How had the golgent gotten into the Enclave? Caleb ran his fingers through his hair and adjusted the grip on his bow. The monsters were always there, constantly dogging his steps wherever he went. They were like a plague of locusts, sweeping across the land and destroying everything in their path. Thomas had been fond of saying that. It was true though. There was no escaping them, there was only postponing the final meeting.

Caleb’s grip hardened on the bow. They always found you again. Or you found them.

“Come on,” Sigvid said, his words piercing Caleb’s thoughts.

He felt Sigvid start forward again and Caleb followed. He could make out the outline of the dverger’s broad shoulders in the darkness. It was a faint outline to be sure, but it gave him something upon which he could focus.

They ran and Caleb lost all sense of direction and time. Sigvid’s blurred outline consumed his entire vision. It was his anchor in the sea of black. Cloying, omnipresent haze threatened to strangle him wherever he turned.

“Hold!” The word was a shout to Caleb’s strained ears, though Sigvid breathed the word so softly that ordinarily Caleb would have missed it.
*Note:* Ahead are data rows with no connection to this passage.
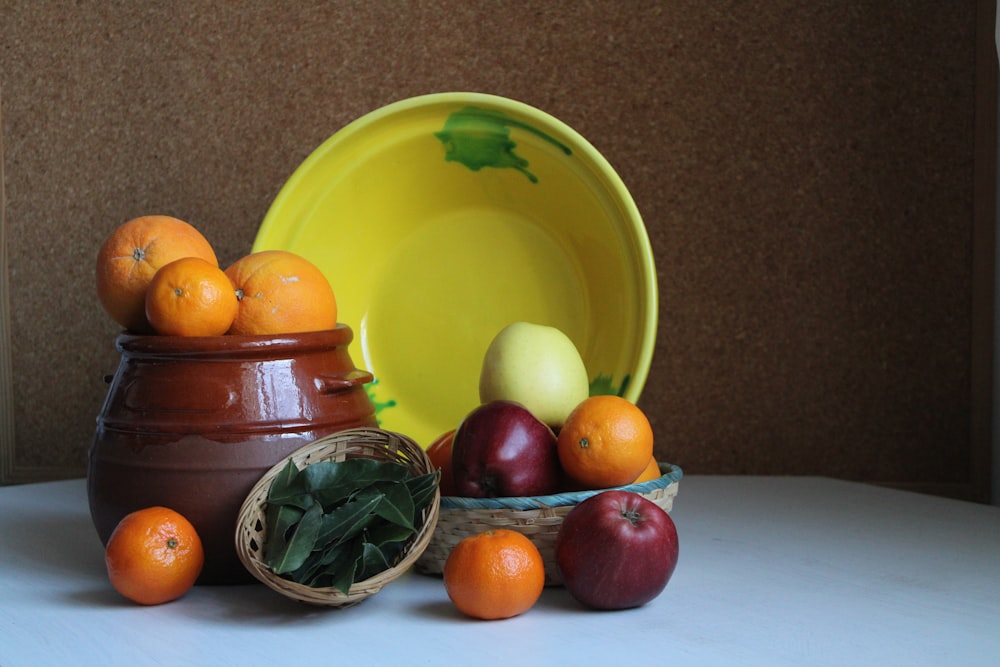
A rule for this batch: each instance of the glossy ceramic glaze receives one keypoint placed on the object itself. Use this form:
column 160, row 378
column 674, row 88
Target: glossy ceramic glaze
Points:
column 193, row 423
column 440, row 219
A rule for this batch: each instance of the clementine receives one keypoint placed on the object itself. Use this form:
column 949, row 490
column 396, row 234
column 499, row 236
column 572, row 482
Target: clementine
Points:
column 191, row 297
column 494, row 574
column 154, row 555
column 281, row 292
column 606, row 441
column 130, row 256
column 439, row 453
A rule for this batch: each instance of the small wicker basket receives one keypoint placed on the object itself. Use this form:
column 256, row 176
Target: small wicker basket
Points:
column 373, row 443
column 537, row 517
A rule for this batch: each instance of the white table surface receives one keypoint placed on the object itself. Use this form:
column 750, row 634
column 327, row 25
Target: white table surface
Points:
column 772, row 571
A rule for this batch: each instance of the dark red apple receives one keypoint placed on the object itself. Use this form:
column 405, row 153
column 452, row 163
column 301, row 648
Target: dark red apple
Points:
column 501, row 449
column 616, row 550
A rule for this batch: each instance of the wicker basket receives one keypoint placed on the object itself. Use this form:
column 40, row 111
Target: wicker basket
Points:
column 251, row 531
column 538, row 517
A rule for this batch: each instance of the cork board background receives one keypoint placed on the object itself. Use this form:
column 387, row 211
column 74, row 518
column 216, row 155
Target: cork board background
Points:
column 813, row 176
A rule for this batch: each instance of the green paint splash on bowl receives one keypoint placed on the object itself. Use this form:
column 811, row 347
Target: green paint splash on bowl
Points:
column 480, row 138
column 379, row 405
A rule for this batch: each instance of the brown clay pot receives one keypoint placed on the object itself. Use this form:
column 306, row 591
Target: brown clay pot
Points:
column 193, row 423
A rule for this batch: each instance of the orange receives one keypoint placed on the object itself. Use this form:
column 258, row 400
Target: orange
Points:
column 651, row 472
column 191, row 297
column 153, row 556
column 440, row 455
column 606, row 441
column 494, row 574
column 130, row 256
column 281, row 292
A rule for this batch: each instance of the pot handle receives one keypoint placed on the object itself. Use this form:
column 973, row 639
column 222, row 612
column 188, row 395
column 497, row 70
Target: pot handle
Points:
column 332, row 384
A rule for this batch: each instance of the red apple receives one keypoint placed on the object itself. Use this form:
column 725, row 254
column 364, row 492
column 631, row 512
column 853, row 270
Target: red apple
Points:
column 501, row 449
column 616, row 550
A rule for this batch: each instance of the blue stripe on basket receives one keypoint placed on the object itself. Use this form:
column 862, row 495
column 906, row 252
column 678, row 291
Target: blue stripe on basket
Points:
column 671, row 474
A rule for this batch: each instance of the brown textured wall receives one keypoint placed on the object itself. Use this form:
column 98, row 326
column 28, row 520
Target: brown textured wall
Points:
column 805, row 170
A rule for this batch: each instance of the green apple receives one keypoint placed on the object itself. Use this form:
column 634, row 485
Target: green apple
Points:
column 537, row 366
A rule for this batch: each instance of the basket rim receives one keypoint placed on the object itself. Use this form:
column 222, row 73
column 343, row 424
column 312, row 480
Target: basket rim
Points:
column 254, row 506
column 672, row 474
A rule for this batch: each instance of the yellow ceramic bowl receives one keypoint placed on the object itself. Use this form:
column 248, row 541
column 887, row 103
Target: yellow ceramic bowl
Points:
column 442, row 218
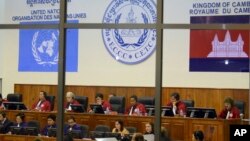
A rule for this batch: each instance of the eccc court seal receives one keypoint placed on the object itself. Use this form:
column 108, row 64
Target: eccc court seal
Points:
column 130, row 46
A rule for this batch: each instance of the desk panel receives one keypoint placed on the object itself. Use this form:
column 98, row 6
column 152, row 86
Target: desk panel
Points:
column 179, row 128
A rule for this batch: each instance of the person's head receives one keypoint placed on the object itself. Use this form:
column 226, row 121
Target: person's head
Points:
column 67, row 138
column 133, row 99
column 2, row 115
column 70, row 96
column 175, row 97
column 51, row 119
column 20, row 118
column 149, row 127
column 111, row 95
column 198, row 136
column 228, row 103
column 42, row 95
column 99, row 98
column 119, row 125
column 71, row 121
column 137, row 137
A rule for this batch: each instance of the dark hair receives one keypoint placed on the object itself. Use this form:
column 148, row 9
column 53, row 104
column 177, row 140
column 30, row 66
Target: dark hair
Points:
column 138, row 137
column 121, row 123
column 44, row 93
column 134, row 97
column 152, row 126
column 229, row 100
column 176, row 95
column 21, row 115
column 3, row 114
column 198, row 135
column 99, row 95
column 51, row 116
column 73, row 118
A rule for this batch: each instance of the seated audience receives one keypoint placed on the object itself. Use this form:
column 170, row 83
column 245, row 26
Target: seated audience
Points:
column 5, row 122
column 119, row 128
column 99, row 100
column 230, row 111
column 72, row 125
column 137, row 137
column 164, row 134
column 51, row 123
column 178, row 107
column 70, row 98
column 197, row 136
column 1, row 102
column 149, row 127
column 41, row 104
column 135, row 108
Caleb froze where he was, but felt more than saw Sigvid move away from him. There was a soft scrape of metal against metal and then the darkness shrank back from a rasping whine of rusty hinges being forced open.

Caleb shifted nervously and arrows clicked together within the quiver in his left hand. With a start, he realized he was still holding the bow and quiver in a tight-fisted grip. What was the point of carrying the weapon if he wasn’t going to use it? He’d used a bow before, back in various youth camps many years ago, but it had never been in a situation where his life depended in it. Still, any weapon was better than none. If fighting got to close quarters, he could always use the arrows like knives.

He slung the quiver over his shoulder on its thick leather baldric and cinched up the strap so that it fit snugly against his back, silently laughing at himself for not having done it sooner. He raised the bow and drew an arrow, fitting the nock to the string and drawing it back partway to feel the draw. It was surprisingly light. Tension eased as he slackened his grip, letting the arrow rest against the string, pinned to the bow by his grip on the bow itself. A surge of confidence washed through him, like a breath of fresh air brought in on radiant morning rays after a foggy night. Caleb always felt better when he was armed these days.